Used starships are easy to come by. You may have found yours floating derelict in the void or crashed on an alien world. Occasionally, you’ll even dig one up in your own backyard or win one in a high-spirited game of Sabacc. Now that it’s yours, what’s it gonna take to fare some space in that ill-gotten jalopy?

Sure, some starships are a piece of cake. The Firefly-class transport ship featured in Joss Whedon’s “Firefly” requires nothing more than a spunky crew and liberal flipping of three magic switches. The Gunstar in “The Last Starfighter” flies like a 1984 arcade game, so even kids can enjoy the fun of intergalactic war.

Sadly, it’s not always so easy. Sophisticated starships often come with equally sophisticated piloting and navigation technology. It makes sense. These fictional vessels achieve feats beyond the grasp of even near-future space technology. They soar faster than the speed of light, slip through alternate dimensions and provide Earth-like gravity without so much as an offhand explanation.

Chances are, the starship in your garage wasn’t designed with human beings or even humanoid aliens in mind. Before you just jump in and start pressing buttons, let’s try out a few favorite piloting systems from science fiction, as well as a few rarities that might turn up.

Alien spaceships present a whole host of problems. Fictional extraterrestrials range from tentacle horror shows to ephemeral energy beings, so there are no guarantees you’ll even be able to climb aboard, much less take the ship for a test-drive.

Just consider your own ill-gotten starship. Does it lack a physical cockpit or breathable atmosphere? Is the pilot’s seat made for square buttocks? If the ship designers were alien, don’t expect a human-friendly layout.

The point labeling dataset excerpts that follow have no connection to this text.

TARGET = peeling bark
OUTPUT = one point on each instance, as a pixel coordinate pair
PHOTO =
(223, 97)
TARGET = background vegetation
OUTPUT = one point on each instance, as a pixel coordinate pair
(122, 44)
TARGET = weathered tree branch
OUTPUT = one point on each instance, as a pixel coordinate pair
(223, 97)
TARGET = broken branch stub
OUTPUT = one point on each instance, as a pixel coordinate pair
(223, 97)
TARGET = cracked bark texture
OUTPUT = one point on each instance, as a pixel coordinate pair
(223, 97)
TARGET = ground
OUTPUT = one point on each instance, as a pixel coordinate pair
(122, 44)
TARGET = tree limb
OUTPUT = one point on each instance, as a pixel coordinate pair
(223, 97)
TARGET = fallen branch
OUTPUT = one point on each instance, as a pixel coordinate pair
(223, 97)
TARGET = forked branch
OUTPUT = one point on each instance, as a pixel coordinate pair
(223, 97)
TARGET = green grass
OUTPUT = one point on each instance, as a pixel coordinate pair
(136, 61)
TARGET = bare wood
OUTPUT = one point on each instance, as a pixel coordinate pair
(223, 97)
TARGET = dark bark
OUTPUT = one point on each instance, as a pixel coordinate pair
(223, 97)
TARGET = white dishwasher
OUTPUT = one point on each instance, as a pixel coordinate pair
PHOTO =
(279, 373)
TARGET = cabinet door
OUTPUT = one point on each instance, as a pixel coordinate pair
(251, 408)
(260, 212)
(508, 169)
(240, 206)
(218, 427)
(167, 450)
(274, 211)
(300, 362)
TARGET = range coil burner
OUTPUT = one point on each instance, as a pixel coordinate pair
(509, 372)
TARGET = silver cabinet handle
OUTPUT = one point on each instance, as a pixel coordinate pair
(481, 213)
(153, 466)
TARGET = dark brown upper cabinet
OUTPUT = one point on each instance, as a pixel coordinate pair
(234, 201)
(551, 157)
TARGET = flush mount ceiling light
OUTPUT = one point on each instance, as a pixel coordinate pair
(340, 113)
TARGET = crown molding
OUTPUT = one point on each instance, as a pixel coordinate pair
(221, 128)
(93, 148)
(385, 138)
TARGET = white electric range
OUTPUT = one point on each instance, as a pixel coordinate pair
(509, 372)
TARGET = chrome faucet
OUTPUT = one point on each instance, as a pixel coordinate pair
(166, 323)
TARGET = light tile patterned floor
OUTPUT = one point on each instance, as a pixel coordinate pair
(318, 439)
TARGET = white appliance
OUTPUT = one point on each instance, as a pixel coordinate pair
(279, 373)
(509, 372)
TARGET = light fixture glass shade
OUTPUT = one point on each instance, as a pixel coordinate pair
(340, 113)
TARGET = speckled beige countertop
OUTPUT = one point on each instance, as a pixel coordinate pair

Fortunately, a great many fictional aliens are morphologically similar to human beings. Many even appear to speak English! So, you might just be in luck. Jeff Goldblum and Will Smith had no problem commandeering an alien spaceship in “Independence Day,” though other vessels such as the “Robotech” SDF-1 Macross required a decade’s worth of research and retrofitting.

If you’re lucky, the spaceship you score will host a benevolent robotic pilot to do all the work for you. The Trimaxian Drone Ship in “Flight of the Navigator” is a classic example of this. Sure, it might store star charts in your brain or ruin your life with time dilation, but that’s all water under the bridge when it becomes your BFF.

Sometimes a ship’s artificial intelligence (AI) will even manifest itself in a physical body, such as the demilitarized warship Xenophobe in Iain M. Banks’ “Use of Weapons,” which takes the form of an adorable catlike creature. When traveling aboard the Xenophobe, cuddling with said creature is highly encouraged.

Still, not every spaceship AI yearns for friendship. A bot like HAL 9000 from “2001: A Space Odyssey” might try to blow you out an airlock.

Other pilot AIs want to be much more — “spaceships with benefits” if you will. Ship-piloting AIs in both “Futurama” and “Mass Effect 3” have fallen in love with their crew members, generally with problematic results. Sex with a spaceship may sound fun at first but don’t give into the temptation. Stick to cuddles.